Updated: Sep 23, 2025


When we speak of homesickness, it often sounds like a passing sadness—a longing for familiar streets, food, or faces. But for many migrants, homesickness runs much deeper. It is not simply missing home; it is a form of mourning.

Migration, even when chosen freely, carries loss. We lose the rhythm of a language that once held us. We lose the gestures and rituals that made the everyday feel natural. We may even lose the version of ourselves who only existed in that place. These are not small losses. They echo in the psyche much like the death of a loved one.

Psychoanalytically, mourning is the slow, often painful process of saying goodbye to something that cannot fully return. Homesickness is this process turned inward: a quiet grief for the land, the people, and the life left behind. Some feel it as heaviness in the body, others as a persistent ache of absence.


Homesickness as Mourning

The difficulty is that this mourning is rarely acknowledged. Society tells us to “adapt” or “move on.” Yet what is lost cannot simply be replaced. Without space to grieve, the migrant may feel stuck—caught between a past that is gone and a present that feels unfinished.
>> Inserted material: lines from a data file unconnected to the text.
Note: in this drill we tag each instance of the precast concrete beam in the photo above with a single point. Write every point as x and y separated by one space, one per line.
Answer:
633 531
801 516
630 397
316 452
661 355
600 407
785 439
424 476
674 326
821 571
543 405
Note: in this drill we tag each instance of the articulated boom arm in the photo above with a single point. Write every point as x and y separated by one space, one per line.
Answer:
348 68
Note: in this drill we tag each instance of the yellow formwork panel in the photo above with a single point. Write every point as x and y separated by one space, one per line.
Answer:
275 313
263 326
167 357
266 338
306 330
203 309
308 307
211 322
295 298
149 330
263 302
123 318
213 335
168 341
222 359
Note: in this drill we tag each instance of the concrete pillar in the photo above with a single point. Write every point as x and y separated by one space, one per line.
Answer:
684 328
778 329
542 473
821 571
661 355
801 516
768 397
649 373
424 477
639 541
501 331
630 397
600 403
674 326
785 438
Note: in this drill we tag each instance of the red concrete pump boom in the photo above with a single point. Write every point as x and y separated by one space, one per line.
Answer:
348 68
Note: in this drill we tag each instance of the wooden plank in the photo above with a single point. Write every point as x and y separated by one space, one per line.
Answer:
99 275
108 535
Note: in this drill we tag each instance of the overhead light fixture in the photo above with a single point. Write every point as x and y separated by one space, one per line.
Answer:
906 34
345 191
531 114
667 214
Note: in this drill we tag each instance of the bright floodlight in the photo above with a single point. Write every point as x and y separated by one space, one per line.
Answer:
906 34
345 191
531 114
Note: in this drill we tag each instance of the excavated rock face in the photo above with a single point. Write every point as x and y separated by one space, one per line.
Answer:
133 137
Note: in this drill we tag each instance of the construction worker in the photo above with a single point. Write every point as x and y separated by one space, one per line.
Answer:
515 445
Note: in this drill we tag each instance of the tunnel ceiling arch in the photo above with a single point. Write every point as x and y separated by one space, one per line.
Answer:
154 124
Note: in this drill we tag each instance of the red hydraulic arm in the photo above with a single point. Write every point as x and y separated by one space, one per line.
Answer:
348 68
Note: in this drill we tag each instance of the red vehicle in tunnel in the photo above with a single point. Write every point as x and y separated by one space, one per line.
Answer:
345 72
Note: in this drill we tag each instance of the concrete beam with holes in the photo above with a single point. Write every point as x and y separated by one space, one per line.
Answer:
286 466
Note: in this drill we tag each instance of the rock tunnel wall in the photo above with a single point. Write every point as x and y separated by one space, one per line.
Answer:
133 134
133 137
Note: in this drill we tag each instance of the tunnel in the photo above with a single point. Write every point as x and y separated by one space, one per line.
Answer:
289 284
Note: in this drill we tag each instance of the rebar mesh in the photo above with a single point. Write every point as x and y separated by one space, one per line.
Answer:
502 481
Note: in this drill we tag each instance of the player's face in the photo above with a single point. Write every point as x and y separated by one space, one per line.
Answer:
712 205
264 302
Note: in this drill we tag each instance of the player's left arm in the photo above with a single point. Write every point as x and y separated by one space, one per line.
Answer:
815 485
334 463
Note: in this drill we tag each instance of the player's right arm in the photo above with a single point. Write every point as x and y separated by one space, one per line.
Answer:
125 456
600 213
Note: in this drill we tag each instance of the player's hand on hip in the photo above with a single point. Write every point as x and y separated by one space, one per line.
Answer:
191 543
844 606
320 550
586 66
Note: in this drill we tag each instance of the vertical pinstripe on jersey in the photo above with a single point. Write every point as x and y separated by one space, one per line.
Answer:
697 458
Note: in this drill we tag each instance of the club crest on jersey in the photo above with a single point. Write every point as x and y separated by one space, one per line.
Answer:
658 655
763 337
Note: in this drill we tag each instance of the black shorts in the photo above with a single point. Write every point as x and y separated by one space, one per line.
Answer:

But mourning, if allowed, can also transform. By naming homesickness as grief, we give ourselves permission to feel it, to honor it. Slowly, the pain of absence can make space for new connections, new meanings, new ways of belonging.

If you notice your homesickness feels heavy, almost like a shadow that follows you, it may not be a weakness—it may be mourning. And like any grief, it deserves time, compassion, and a safe space to be spoken.

If you are living with this silent grief, I would be honored to walk with you through it in a therapeutic session.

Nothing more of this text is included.